Pubblicato il 3 apr 2026
Mercati di previsione: L'architettura dell'informazione asimmetrica
Federico Polese

Sintesi Esecutiva
I mercati di previsione sono strutturalmente equivalenti a giochi a somma zero: il segmento retail fornisce liquidità che i partecipanti sofisticati — desk di trading istituzionali, agenti IA e market maker — estraggono sistematicamente.
La concentrazione dei profitti su Polymarket è estrema: 740 account detengono più dei due terzi di tutti i guadagni realizzati su una piattaforma con oltre 2 milioni di wallet attivi.
Il rischio di insider trading non è più teorico. L'andamento dei prezzi nel mercato relativo all'attacco in Iran del febbraio 2026 ha mostrato un pattern incoerente con il flusso di informazioni pubbliche, sollevando preoccupazioni normative presso la CFTC.
L'automazione ha industrializzato le strategie di counter-retail. L'arbitraggio di latenza, il tail-betting e il counter-trading sistematico degli account a basse prestazioni sono ormai strumenti standard per i partecipanti professionali.
Per gli investitori disciplinati, i mercati di previsione offrono un utile livello di estrazione dei segnali, non una classe di attivi investibile.

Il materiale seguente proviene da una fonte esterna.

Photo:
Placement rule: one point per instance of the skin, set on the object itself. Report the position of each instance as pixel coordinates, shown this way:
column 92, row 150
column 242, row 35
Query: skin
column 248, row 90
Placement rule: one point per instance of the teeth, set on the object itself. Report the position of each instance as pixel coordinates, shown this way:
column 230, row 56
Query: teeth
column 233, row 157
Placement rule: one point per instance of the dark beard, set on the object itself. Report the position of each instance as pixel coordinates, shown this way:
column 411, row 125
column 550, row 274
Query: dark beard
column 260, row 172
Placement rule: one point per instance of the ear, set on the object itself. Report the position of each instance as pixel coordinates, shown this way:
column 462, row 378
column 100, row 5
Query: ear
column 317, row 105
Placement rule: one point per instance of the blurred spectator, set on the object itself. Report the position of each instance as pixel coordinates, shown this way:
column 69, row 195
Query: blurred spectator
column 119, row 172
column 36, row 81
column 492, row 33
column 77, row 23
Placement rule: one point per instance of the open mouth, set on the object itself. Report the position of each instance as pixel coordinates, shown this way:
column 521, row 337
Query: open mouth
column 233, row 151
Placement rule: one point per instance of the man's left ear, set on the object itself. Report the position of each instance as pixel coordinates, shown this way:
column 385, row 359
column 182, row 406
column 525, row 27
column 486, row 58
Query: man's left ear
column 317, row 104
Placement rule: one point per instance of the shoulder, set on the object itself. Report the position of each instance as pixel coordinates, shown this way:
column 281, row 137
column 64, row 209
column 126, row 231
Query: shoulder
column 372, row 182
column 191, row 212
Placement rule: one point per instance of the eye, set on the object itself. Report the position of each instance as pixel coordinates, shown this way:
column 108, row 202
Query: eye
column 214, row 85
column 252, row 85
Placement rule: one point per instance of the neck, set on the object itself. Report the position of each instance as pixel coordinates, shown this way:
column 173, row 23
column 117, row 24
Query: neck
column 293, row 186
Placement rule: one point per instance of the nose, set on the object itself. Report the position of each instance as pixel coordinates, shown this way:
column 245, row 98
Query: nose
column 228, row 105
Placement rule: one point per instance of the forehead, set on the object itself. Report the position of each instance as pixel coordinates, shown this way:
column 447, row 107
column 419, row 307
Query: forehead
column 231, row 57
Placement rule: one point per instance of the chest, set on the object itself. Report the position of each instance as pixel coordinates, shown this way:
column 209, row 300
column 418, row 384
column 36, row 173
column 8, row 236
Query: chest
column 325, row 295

La struttura del mercato non è quella che appare
Le piattaforme di previsione si presentano come aggregatori di informazioni decentralizzati. La realtà economica è più precisa: si tratta di meccanismi per trasferire capitale ponderato per la probabilità da partecipanti non informati a partecipanti informati.
I dati di Dune Analytics sono inequivocabili. Tra circa 2,23 milioni di wallet su Polymarket, dal 58% al 70% sono in perdita. Il wallet in perdita mediano ha assorbito un drawdown di 94 USD. Di contro, solo 740 account — lo 0,037% della base utenti — detengono 15,2 miliardi di USD in profitti realizzati, rappresentando più di due terzi di tutto il denaro vinto sulla piattaforma (Keyrock, 2025–2026). La distribuzione non è asimmetrica. È biforcuta.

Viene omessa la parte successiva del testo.